Chris blinked rapidly, frowning in puzzlement. "Thought I heard...where am I? What happened?"

"You're in Four Corners--remember? In Nathan's clinic?--Don't move, now," and a strong hand came down on his shoulder. "You took a bullet in the back and he wants to take a look at you and ask you some of them questions of his."

The memories of twenty years past shredded like torn scarves as the newer picture of Vin, about to be spirited out of town at the point of a bounty hunter's gun, shocked back into Chris's mind, jolting him emotionally and physically. "You--that hunter--"

"It's all right, cowboy," Vin assured him, his drawl at once gentle and passionate. "Buck killed him.
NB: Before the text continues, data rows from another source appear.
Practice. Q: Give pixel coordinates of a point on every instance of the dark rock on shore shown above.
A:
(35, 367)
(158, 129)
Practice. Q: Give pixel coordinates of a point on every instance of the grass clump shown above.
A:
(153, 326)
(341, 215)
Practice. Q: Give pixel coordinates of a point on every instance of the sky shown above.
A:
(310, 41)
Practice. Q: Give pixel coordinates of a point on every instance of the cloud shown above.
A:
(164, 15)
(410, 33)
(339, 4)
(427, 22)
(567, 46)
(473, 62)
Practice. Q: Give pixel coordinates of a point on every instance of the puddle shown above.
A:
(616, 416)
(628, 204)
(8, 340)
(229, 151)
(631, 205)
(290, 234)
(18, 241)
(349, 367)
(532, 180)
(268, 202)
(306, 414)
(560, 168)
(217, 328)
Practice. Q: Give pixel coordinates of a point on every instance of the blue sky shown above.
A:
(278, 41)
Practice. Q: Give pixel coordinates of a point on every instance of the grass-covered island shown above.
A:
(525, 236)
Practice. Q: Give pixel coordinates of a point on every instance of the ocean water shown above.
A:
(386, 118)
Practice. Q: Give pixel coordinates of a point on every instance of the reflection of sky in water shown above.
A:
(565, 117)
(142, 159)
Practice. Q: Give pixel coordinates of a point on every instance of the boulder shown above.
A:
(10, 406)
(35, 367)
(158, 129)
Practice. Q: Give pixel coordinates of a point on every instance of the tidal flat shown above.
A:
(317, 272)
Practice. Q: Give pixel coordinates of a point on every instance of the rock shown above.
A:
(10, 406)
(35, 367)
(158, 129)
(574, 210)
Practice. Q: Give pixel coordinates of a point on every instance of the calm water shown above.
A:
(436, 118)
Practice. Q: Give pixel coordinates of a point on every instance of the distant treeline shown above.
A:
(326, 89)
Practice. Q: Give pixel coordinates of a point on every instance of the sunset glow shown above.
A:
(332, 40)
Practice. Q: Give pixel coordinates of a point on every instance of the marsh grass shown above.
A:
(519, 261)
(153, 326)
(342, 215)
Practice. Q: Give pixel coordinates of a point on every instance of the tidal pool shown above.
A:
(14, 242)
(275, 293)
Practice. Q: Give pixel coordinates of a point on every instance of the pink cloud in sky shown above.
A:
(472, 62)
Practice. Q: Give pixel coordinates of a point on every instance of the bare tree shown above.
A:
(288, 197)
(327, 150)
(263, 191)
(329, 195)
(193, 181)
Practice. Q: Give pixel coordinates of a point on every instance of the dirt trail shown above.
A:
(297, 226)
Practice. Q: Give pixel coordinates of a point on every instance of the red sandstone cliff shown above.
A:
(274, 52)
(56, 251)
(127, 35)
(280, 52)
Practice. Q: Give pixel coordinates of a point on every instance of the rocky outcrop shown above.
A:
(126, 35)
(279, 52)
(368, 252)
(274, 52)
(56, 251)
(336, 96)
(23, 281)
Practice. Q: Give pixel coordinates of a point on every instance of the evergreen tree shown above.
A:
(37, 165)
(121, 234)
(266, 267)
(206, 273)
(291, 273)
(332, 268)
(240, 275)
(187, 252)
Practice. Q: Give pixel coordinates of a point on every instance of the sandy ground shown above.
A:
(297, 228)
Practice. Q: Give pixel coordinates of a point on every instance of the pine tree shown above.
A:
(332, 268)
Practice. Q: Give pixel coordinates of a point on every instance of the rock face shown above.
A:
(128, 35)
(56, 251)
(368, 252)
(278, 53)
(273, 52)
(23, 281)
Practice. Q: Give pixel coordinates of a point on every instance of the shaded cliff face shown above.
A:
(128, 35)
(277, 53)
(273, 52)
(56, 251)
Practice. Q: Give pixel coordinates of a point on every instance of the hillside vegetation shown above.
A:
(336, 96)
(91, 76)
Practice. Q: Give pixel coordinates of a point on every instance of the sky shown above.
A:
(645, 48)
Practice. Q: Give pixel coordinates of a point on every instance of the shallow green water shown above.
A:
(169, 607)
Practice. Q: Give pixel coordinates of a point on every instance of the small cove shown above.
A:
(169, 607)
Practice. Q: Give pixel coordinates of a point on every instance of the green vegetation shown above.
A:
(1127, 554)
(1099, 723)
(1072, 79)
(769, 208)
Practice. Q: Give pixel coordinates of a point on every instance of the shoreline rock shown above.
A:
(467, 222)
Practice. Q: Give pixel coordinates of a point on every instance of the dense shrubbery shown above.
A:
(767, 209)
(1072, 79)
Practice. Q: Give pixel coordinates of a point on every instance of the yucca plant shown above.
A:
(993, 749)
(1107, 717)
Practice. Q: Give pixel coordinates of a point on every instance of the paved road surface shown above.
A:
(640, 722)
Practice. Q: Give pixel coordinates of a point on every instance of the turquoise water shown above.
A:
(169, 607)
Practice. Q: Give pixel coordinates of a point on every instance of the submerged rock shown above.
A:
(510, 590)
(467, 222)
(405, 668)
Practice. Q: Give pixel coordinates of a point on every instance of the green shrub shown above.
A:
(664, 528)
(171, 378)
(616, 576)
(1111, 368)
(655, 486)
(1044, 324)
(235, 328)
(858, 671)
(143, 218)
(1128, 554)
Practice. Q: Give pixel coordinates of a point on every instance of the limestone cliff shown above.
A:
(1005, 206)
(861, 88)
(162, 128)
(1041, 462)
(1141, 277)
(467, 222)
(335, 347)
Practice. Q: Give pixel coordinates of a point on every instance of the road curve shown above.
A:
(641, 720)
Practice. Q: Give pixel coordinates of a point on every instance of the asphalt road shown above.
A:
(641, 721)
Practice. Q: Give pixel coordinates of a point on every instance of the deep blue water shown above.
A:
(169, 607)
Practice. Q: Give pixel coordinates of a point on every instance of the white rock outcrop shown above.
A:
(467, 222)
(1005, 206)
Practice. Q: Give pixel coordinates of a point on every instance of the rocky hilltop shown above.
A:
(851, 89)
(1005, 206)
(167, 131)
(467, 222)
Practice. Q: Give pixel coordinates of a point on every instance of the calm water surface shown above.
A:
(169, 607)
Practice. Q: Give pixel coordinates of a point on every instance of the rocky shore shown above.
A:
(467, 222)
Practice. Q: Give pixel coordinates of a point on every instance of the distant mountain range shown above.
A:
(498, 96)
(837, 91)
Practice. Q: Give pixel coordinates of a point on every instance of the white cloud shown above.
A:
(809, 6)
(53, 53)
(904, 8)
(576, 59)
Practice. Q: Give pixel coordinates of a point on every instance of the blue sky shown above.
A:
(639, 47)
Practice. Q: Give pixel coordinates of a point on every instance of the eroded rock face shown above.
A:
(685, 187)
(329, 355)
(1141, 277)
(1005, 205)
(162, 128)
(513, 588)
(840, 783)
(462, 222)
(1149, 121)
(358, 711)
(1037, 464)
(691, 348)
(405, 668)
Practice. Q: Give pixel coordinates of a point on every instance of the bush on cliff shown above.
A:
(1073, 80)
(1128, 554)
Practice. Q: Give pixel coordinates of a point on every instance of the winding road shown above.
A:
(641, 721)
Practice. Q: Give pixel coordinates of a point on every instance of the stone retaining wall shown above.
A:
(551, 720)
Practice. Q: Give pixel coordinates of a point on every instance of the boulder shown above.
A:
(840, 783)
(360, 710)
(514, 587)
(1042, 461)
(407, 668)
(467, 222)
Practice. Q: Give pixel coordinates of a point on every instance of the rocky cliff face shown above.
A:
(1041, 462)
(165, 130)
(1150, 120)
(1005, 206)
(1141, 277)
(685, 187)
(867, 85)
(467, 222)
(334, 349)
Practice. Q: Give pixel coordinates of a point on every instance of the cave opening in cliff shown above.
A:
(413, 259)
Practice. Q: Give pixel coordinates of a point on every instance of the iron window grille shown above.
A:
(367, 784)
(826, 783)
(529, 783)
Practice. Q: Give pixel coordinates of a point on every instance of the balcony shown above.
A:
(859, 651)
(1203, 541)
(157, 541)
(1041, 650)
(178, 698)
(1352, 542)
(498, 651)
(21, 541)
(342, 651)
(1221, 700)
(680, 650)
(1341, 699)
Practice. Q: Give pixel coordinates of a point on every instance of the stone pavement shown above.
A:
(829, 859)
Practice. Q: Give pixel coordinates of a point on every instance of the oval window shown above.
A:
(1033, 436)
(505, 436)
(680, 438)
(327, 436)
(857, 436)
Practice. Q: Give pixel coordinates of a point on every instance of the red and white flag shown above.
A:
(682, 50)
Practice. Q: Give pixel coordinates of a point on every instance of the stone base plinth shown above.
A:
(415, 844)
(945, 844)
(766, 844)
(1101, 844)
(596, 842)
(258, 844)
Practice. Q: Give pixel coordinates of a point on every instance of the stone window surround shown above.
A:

Undertaker put him in the ground this mornin'. You saved my neck again. Now settle down, a'right? I gotta find Nathan and tell him you're awake, but I don't wanta leave if you ain't gonna lay still. You do that for me?"

To his discomfiture Chris found that even the reflexive surge of nervous energy had left him breathless and drained. "Yeah," he gasped, "all right, I'll lay still."

Vin seemed content with that, and he rose and went out, moving more quickly than Chris usually saw him do except in emergencies. The gunfighter willed himself to be still and thought about what had just happened. It can't be. Can it?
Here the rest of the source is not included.